Utah Student Data Privacy Legal Compliance Guide

The following chart provides a brief overview of the laws of the state of Utah addressing privacy and security of student data, and the corresponding provisions of Microsoft’s standard operating documents that demonstrate compliance with those laws and regulations.

Microsoft’s standard Online Services Data Protection Addendum (“DPA”) addresses the requirements imposed on third-party contractors by Utah’s statutory framework.  The DPA sets forth Microsoft’s standard obligations with respect to the processing and security of customer data and personal data in connection with Microsoft’s provision of online services. 

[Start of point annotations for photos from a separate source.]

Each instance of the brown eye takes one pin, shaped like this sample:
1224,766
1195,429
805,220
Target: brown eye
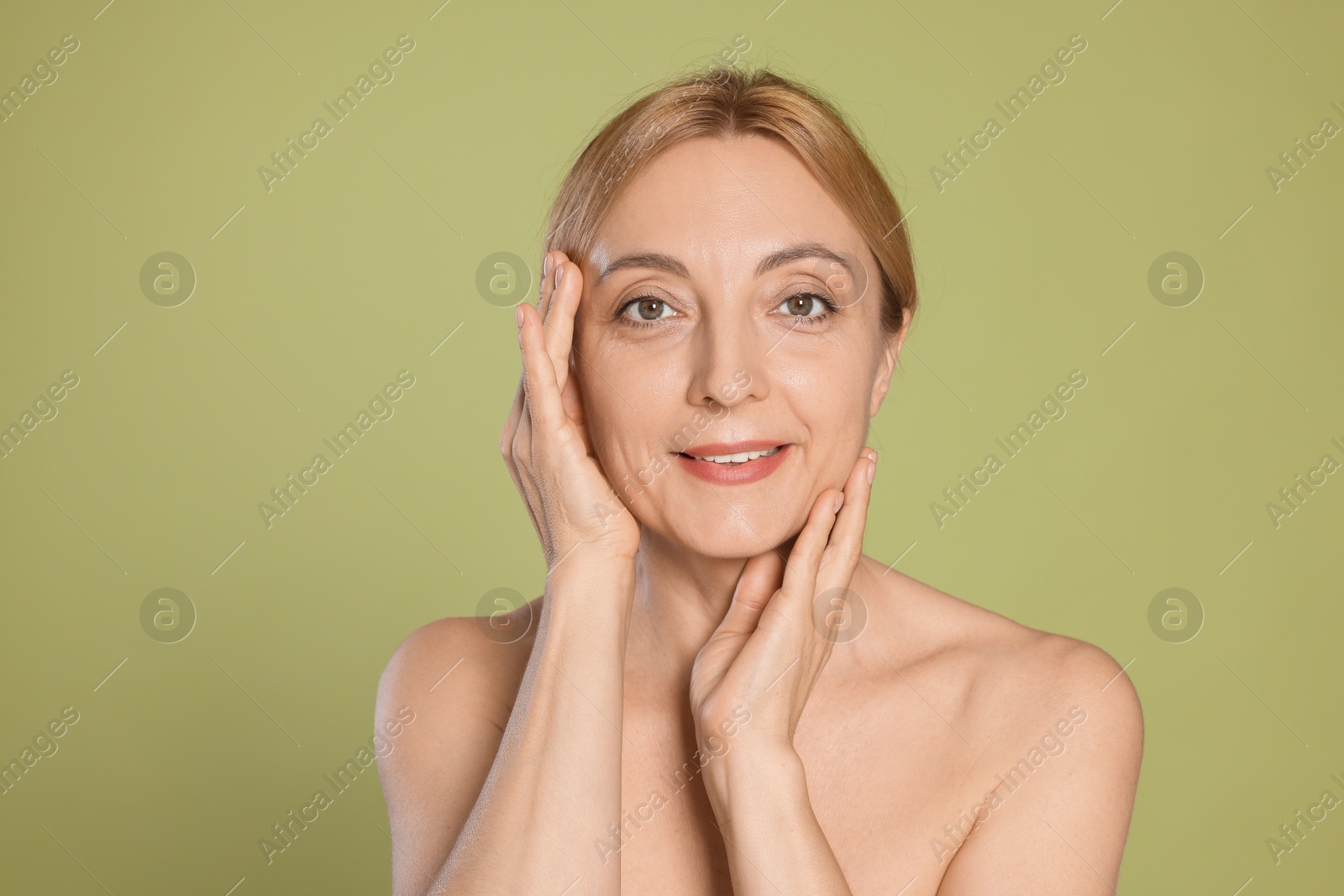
804,305
648,309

The reference chart below briefly identifies those provisions of Utah law that are applicable to Microsoft, and the relevant provision(s) from Microsoft’s DPA that addresses Microsoft’s compliance with that requirement.

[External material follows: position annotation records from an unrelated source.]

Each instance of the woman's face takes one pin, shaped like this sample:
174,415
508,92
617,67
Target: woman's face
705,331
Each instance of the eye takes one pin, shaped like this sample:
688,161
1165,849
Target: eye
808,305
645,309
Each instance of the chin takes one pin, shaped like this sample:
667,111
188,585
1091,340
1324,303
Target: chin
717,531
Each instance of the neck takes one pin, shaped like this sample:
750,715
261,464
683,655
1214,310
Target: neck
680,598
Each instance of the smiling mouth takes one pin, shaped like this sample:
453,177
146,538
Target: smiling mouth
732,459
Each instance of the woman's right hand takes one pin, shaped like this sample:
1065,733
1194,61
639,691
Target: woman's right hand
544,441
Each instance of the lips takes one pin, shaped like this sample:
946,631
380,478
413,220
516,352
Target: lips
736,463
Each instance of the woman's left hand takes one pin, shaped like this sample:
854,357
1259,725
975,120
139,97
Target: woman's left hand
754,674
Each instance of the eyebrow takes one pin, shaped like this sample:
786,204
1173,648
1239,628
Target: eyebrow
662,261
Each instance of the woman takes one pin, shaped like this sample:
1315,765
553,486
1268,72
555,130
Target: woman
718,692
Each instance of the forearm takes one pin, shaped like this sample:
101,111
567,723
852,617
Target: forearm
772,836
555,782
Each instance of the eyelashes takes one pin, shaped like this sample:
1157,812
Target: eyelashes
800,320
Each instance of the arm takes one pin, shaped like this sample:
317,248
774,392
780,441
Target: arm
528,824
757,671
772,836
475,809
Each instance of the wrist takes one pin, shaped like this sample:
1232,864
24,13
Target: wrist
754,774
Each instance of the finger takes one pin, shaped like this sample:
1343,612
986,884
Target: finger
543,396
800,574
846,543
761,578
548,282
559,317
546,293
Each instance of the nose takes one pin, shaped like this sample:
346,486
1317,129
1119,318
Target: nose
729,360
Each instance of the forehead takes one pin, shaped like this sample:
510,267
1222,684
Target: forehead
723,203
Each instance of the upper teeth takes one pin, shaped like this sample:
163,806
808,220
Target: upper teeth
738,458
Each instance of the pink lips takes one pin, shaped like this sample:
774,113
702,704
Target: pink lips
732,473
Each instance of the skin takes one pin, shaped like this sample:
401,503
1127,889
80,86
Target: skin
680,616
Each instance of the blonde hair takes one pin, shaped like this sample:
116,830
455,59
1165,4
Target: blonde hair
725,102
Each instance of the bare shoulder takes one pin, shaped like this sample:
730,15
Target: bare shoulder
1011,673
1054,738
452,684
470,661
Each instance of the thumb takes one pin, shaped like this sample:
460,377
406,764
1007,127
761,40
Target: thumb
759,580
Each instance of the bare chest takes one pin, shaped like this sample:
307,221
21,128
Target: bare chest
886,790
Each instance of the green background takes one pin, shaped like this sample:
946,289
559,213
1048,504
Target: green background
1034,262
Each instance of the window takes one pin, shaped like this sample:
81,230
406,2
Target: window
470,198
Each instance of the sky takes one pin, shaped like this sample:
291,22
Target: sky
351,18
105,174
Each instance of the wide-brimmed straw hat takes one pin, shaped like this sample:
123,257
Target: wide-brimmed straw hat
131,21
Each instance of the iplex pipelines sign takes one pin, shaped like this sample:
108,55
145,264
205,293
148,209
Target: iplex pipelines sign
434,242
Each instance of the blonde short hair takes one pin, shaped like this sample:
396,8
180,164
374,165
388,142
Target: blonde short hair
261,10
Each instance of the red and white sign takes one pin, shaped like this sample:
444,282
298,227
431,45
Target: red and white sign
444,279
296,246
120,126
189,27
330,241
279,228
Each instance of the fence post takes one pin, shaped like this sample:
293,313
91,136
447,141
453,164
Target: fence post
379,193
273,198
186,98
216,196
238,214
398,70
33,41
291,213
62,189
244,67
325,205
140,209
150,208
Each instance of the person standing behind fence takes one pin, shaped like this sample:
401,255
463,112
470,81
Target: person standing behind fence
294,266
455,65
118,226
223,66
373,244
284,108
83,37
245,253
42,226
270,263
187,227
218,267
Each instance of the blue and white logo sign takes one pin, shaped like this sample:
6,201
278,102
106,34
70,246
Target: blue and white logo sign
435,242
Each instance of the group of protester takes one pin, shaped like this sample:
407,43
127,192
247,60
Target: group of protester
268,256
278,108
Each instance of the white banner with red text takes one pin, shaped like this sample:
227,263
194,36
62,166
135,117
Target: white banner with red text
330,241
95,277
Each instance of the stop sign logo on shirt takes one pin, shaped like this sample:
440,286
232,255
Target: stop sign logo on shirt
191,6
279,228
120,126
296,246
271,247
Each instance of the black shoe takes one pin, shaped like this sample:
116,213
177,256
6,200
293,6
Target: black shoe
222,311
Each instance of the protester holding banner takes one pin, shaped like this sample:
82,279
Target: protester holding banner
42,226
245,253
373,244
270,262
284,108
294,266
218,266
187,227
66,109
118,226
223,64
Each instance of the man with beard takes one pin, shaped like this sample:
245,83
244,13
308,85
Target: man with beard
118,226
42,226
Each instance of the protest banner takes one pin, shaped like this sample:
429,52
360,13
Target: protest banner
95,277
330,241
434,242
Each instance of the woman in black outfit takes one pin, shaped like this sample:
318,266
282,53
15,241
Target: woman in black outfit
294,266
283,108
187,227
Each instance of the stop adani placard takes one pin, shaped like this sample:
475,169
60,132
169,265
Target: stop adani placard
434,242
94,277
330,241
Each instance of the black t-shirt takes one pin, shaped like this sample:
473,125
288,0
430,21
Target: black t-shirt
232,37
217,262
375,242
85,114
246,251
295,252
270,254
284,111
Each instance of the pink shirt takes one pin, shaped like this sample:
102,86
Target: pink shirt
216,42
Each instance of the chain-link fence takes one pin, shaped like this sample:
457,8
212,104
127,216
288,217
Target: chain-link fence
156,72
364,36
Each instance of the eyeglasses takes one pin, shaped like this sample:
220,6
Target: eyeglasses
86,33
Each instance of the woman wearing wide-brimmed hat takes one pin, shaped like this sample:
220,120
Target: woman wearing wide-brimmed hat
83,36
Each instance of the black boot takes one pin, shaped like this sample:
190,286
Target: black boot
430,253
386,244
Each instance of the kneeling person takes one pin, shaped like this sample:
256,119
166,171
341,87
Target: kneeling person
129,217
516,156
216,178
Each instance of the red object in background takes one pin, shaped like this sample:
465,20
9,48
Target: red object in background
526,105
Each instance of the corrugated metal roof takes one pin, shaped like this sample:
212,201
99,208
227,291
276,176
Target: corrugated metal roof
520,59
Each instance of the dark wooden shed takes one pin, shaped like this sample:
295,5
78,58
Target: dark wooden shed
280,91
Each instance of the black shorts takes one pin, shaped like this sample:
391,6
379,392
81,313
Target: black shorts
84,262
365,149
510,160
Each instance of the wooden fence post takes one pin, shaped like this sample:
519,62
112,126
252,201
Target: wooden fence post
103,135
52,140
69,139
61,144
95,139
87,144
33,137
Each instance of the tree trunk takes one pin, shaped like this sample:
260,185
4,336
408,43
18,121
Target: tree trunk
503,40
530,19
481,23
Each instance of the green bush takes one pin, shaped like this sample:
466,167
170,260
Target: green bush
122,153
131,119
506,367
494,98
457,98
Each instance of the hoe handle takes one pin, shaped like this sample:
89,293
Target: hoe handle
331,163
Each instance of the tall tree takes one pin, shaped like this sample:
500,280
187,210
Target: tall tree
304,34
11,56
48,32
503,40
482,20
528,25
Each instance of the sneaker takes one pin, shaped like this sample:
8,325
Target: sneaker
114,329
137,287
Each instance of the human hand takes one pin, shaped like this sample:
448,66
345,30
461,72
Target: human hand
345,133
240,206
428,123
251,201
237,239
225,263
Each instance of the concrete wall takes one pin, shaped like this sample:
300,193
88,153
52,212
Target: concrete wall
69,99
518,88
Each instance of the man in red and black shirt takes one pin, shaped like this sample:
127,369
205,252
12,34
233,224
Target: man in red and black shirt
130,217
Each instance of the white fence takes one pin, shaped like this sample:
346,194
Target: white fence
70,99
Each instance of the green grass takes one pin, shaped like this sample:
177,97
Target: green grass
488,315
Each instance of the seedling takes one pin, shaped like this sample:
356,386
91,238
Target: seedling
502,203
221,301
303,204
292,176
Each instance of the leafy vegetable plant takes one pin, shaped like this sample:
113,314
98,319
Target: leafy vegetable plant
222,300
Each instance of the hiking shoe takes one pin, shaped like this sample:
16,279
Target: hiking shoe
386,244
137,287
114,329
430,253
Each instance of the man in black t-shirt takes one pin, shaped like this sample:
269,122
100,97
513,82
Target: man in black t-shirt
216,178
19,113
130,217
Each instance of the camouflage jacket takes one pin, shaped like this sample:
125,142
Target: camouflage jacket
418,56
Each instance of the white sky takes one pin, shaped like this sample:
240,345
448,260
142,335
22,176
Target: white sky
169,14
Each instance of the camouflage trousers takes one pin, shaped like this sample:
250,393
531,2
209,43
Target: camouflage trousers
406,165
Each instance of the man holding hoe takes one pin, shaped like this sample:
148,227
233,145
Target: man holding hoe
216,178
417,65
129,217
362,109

Utah Law ProvisionCompliant Microsoft Provision(s)
Utah Code § 53E-9-309(1)
Prohibition against use of student data for purposes other than providing the contracted product or service within the negotiated contract terms
Microsoft Online Services Data Protection Addendum -> Data Protection Terms -> Nature of Data Processing; Ownership -> Processing to Provide Customer the Online Services
Utah Code § 53E-9-309(5)
Deletion of a student’s data within a reasonable time
Microsoft Online Services Data Protection Addendum -> Data Protection Terms -> Data Retention and Deletion
Utah Code § 53E-9-309(6)(a)(i)
Selling a student’s data
Microsoft Online Services Data Protection Addendum -> Data Protection Terms -> Nature of Data Processing; Ownership -> Processing to Provide Customer the Online Services
Utah Code § 53E-9-309(6)(a)(ii)
Collection, use, or sharing of student data, if the collection, use, or sharing of the student data is inconsistent with the third-party contractor’s contract with the education entity
Microsoft Online Services Data Protection Addendum -> Data Protection Terms -> Nature of Data Processing; Ownership -> Processing to Provide Customer the Online Services
Utah Code § 53E-9-309(6)(a)(iii)
Use of student data for targeted advertising
Microsoft Online Services Data Protection Addendum -> Data Protection Terms -> Nature of Data Processing; Ownership -> Processing to Provide Customer the Online Services

In addition to the provisions above, Utah Code § 53E-9-309(2) requires that, when contracting with a third-party contractor, an education entity, or a government agency contracting on behalf of an education entity, shall require the following provisions in the contract:

(a) requirements and restrictions related to the collection, use, storage, or sharing of student data by the third-party contractor that are necessary for the education entity to ensure compliance with the provisions of this part and state board rule;

(b) a description of a person, or type of person, including an affiliate of the third-party contractor, with whom the third-party contractor may share student data;

(c) provisions that, at the request of the education entity, govern the deletion of the student data received by the third-party contractor;

(d) except as provided in Subsection (4) and if required by the education entity, provisions that prohibit the secondary use of personally identifiable student data by the third-party contractor; and

(e) an agreement by the third-party contractor that, at the request of the education entity that is a party to the contract, the education entity or the education entity’s designee may audit the third-party contractor to verify compliance with the contract.